---
title: "Robots.txt in Vue · Nuxt SEO"
meta:
  "og:description": "Robots.txt tells crawlers what they can access. Here's how to set it up in Vue."
  "og:title": "Robots.txt in Vue · Nuxt SEO"
  author: "Harlan Wilton"
  description: "Robots.txt tells crawlers what they can access. Here's how to set it up in Vue."
---

# **Robots.txt in Vue**

Robots.txt tells crawlers what they can access. Here's how to set it up in Vue.

[![Harlan Wilton](https://avatars.githubusercontent.com/u/5326365?v=4)Harlan Wilton](https://x.com/harlan-zw)10 mins read Published **Nov 3, 2024** Updated **Jan 29, 2026**

**What you'll learn**

- robots.txt is advisory. crawlers can ignore it, so never use it for security
- Primary uses: crawl budget optimization and blocking AI training bots
- Distinguish between AI training bots (blockable) and AI search bots (needed for traffic)

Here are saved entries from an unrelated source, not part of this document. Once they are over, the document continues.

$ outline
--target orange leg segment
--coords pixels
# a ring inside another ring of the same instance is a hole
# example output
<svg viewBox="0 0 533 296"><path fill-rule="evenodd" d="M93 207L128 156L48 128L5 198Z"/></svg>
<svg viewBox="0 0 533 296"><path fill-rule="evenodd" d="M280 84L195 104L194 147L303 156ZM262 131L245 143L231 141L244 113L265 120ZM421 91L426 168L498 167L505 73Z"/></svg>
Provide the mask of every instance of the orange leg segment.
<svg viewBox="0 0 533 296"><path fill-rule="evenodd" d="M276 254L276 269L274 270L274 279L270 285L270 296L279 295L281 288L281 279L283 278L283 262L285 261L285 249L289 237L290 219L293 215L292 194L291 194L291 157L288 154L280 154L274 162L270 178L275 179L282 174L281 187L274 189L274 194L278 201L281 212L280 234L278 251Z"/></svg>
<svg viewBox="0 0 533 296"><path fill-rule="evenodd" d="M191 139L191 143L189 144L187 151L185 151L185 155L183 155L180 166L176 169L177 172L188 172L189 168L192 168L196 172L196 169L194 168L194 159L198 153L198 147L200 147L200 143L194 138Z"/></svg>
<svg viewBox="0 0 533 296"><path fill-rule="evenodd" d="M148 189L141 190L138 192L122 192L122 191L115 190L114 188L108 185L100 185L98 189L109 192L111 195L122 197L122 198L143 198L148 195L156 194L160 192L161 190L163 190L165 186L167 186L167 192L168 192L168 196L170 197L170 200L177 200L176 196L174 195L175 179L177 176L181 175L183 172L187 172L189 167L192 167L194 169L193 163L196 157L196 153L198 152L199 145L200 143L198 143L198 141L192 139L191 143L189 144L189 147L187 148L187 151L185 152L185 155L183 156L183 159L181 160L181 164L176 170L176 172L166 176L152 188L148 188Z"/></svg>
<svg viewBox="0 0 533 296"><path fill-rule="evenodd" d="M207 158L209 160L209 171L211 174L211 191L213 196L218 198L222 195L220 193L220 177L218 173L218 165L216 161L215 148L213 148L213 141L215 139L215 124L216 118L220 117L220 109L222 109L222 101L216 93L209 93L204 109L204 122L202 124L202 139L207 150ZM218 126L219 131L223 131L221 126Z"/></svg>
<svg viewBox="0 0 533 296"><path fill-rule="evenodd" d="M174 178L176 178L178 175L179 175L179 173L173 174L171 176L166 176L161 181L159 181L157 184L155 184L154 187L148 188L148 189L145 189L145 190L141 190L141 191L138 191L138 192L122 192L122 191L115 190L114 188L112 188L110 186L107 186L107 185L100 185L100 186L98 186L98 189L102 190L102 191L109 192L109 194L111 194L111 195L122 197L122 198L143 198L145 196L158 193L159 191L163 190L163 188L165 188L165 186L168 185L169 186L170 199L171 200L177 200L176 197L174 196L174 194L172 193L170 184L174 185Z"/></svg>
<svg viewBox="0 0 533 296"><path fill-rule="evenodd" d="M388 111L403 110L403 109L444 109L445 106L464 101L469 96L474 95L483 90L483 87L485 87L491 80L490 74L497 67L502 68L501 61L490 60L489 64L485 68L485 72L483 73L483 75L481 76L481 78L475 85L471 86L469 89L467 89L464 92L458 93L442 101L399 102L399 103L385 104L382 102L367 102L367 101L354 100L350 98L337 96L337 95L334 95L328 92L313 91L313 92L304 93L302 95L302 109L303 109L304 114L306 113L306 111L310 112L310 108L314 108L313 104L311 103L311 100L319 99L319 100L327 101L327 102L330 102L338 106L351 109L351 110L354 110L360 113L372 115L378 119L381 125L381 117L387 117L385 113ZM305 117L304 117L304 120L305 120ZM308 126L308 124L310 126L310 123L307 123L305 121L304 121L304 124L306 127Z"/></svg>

The `robots.txt` file controls which parts of your site crawlers can access. [**Officially adopted as RFC 9309**](https://datatracker.ietf.org/doc/html/rfc9309) in September 2022 after 28 years as a de facto standard, it's primarily used to [**manage crawl budget**](https://developers.google.com/search/docs/crawling-indexing/large-site-managing-crawl-budget) on large sites and block AI training bots.

Robots.txt is not a security mechanism. [**crawlers can ignore it**](https://developer.mozilla.org/en-US/docs/Web/Security/Practical_implementation_guides/Robots_txt). For individual page control, use [**meta robots tags**](https://nuxtseo.com/learn-seo/vue/controlling-crawlers/meta-tags) instead.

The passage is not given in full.